A Court Guessed How Gay Men From Conservative Families Would React After First Having Sex. It Cost Two Men Their Refugee Status.

    A tribunal found it was "implausible" the men wouldn't remember what happened in the days after they first had sex, even six years later.

    Two young men from Pakistan who feared persecution because they were in a homosexual relationship had their refugee claims rejected because a tribunal made "illogical" assumptions about how they would respond to their first time having sex, a court has found.

    The decision of the Federal Court of Australia to send the case back to the Administrative Appeals Tribunal (AAT) to be heard again marks the latest chapter in the pair's seven-year battle to have their sexuality claims believed and to be recognised as refugees.

    The two men, H and I (their identities are protected), arrived in Melbourne to study in 2009, when H was a teenager and I was in his early 20s. They had been introduced in Pakistan by their fathers who were friends, and they shared a room in Australia.

    Then, they told the government and later the tribunal, they got together. After a night out in Melbourne for H’s birthday, where they danced and talked about whether they liked girls, they returned home late.

    “As we were both drunk, we couldn’t control to express our feelings at that night and finally we share all those pleasures which gay couples would do,” H told the tribunal.

    At the tribunal hearing in April 2016, some six years after they said they started having sex, each man told a slightly different story about what happened next. H said they did not immediately discuss what had happened and went about their normal routine the next day. He said they next had sex a couple of weeks later. The other man, I, said they did talk that night and the next day, and he thought they had sex again within the next few days.

    When the tribunal asked about the discrepancy, they said it had been a long time and that they only remembered 60-70% of what happened.
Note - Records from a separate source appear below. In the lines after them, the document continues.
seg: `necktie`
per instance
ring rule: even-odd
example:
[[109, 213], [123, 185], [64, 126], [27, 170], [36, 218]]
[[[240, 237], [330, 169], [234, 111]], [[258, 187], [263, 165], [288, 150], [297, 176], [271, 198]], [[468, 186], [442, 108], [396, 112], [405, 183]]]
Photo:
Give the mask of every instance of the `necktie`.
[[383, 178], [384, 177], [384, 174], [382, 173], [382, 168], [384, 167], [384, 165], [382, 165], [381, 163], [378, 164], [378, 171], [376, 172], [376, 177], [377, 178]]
    In the end, the tribunal found H and I were not credible witnesses and that they were not gay, in part because that explanation was “implausible”.

    Both men claimed to come from conservative families who would strongly disapprove of what they had done, and for both of them it was their first time having sex and their first significant gay sexual experience, as well as the first time they revealed to each other that they were gay.
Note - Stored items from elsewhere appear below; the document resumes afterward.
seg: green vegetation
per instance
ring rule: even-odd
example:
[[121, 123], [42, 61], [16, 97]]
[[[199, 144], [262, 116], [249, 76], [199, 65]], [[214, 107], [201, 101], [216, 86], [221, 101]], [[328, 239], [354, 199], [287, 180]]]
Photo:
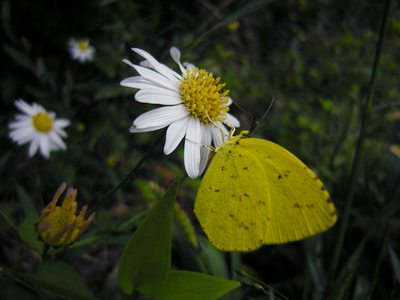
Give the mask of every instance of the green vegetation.
[[[3, 1], [0, 298], [399, 298], [400, 6], [384, 18], [383, 2]], [[92, 62], [70, 57], [71, 38], [90, 40]], [[166, 156], [164, 129], [129, 133], [156, 106], [119, 84], [137, 75], [122, 62], [140, 61], [131, 47], [178, 71], [172, 46], [226, 83], [241, 129], [318, 174], [337, 209], [332, 229], [248, 253], [211, 246], [183, 146]], [[18, 98], [71, 121], [65, 151], [30, 158], [11, 141]], [[35, 224], [64, 181], [96, 216], [72, 245], [49, 248]]]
    All of those factors meant they would have been able to remember what happened afterwards and when they next had sex, the tribunal found.
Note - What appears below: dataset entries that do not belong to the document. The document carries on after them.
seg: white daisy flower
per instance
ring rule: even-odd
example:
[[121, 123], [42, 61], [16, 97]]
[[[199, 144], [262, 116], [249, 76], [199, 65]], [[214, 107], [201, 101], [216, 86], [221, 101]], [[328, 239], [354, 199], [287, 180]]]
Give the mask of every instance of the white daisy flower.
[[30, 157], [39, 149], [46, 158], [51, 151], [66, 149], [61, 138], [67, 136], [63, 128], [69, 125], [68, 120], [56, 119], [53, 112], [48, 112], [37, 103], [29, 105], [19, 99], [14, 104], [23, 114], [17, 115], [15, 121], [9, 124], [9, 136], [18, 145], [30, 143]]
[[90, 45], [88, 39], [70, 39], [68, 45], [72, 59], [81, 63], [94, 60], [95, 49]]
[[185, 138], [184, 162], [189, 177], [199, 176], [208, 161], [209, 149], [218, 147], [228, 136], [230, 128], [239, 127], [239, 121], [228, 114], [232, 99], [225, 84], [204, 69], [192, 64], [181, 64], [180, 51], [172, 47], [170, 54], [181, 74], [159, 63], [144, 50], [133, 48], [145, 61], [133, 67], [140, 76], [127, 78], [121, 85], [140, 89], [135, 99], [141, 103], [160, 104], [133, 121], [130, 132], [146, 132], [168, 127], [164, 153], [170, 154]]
    The tribunal also found it was "totally implausible" that they would just go about their normal routine the following day, because there would be "much that they would want to discuss with each other" about the implications of what had happened.

    Now the Federal Court has overturned those findings, saying the tribunal’s reasoning about what the men would have done after that first sexual experience was "logically flawed" and irrational.

    The tribunal made assumptions about the expected psychological response — that the men would immediately discuss what had happened, and that they would remember clearly when they next had sex. But these assumptions were not proved by evidence, two of the three Federal Court judges found.

    "It cannot be said that the psychological reactions of a couple to their first sexual encounter are matters of common human experience," Justices Bernard Murphy and Michael O’Bryan wrote.

    "Indeed, to the extent that anything can be said about such matters from common human experience, it would be that the psychological reactions of a couple to their first sexual encounter are likely to vary widely, reflecting the wide range of human emotional attributes."

    Because those assumptions were among the central reasons why the tribunal rejected the men’s refugee claims, the judges ordered the case to be sent back to the tribunal for a new hearing.

    The tribunal had also taken issue with the men’s credibility because of claims they made about going to gay venues despite wanting to keep their relationship secret, and the amount of time they spent apart while travelling despite claiming to be in a committed relationship.

    A third judge, Justice John Snaden, found the tribunal’s reasoning for rejecting the men’s evidence about their first sexual encounter was "fairly described as thin, perhaps even tenuous", but disagreed that it was a legal error that could be appealed.

    The men first applied for protection in May 2013. A delegate of the immigration minister rejected their claim in 2014 because they did not accept the men were gay. Before the case reached the Federal Court, the Federal Circuit Court dismissed the men’s appeal from the tribunal.